I work with a bunch of dead peoples' stuff. I historicize their papers and documents, and sanitize the lives and various experiences of all these people into a little Word document that is then made available on the internet.
Today, I became fundamentally sad when a lady that I was working with...well, I was working on organizing her journals and letters and stuff... when she died.
I went home because I was so sad about it- I couldn't go on working.
I just couldn't do it.
It funny because I was thinking to myself, this woman is so boring. She spent years and years crocheting a continuous quilt that I'm pretty sure wrapped around her house five times and watched tv. She talked about 'A Star is Born' a lot.
That was so sad.
In her journal, the last twelve years of her life, she wrote the same thing every single day. 'I did the work.'
Then at the last week or two before she stopped writing, she changed that to 'Elaine did the work.'
The last entry read 'Elaine did the work and went to the store for me today. I feel awful, just layed around.'
I don't know why it made me so sad- I hated her and how boring and how mundane and how very very meticulous she was about everything.

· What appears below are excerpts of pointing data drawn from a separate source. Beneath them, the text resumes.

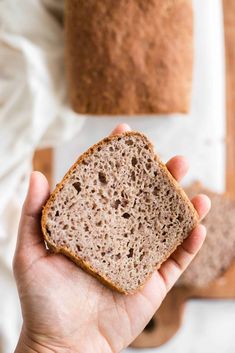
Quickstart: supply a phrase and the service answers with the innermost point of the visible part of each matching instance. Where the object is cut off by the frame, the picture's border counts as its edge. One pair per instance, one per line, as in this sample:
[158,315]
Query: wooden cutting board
[168,318]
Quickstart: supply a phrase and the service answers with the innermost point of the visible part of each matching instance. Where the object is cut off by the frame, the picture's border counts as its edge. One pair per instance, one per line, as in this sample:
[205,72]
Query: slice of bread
[218,250]
[118,213]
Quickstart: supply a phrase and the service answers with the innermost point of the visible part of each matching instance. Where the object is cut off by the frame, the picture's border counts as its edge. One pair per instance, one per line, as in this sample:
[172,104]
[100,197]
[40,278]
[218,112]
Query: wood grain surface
[167,320]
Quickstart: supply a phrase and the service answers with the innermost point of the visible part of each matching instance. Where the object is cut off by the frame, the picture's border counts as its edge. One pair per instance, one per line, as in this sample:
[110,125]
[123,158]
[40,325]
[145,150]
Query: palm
[52,282]
[67,307]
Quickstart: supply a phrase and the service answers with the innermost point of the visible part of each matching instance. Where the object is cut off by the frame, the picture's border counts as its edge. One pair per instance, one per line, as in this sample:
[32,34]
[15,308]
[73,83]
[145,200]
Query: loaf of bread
[118,212]
[218,250]
[129,57]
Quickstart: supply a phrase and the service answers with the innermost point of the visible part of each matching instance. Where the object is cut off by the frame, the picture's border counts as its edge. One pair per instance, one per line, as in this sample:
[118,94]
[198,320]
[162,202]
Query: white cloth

I felt like crying the whole way home.
I think I realized something about the profound brevity of life, and about the supposed fullness that makes it what it is- it's the human predicament, I guess- to be aware that we will one day be different, and that we will one day die. One day I will not do the work, and that I will one day feel awful and just lay around.
It is sad to me.
2 comments:
im sad too.
Me too. And I wonder what the work was. Also, if you did cry, and did stay at work, John would have taken you to his office and given you chocolate. I know this from personal experience.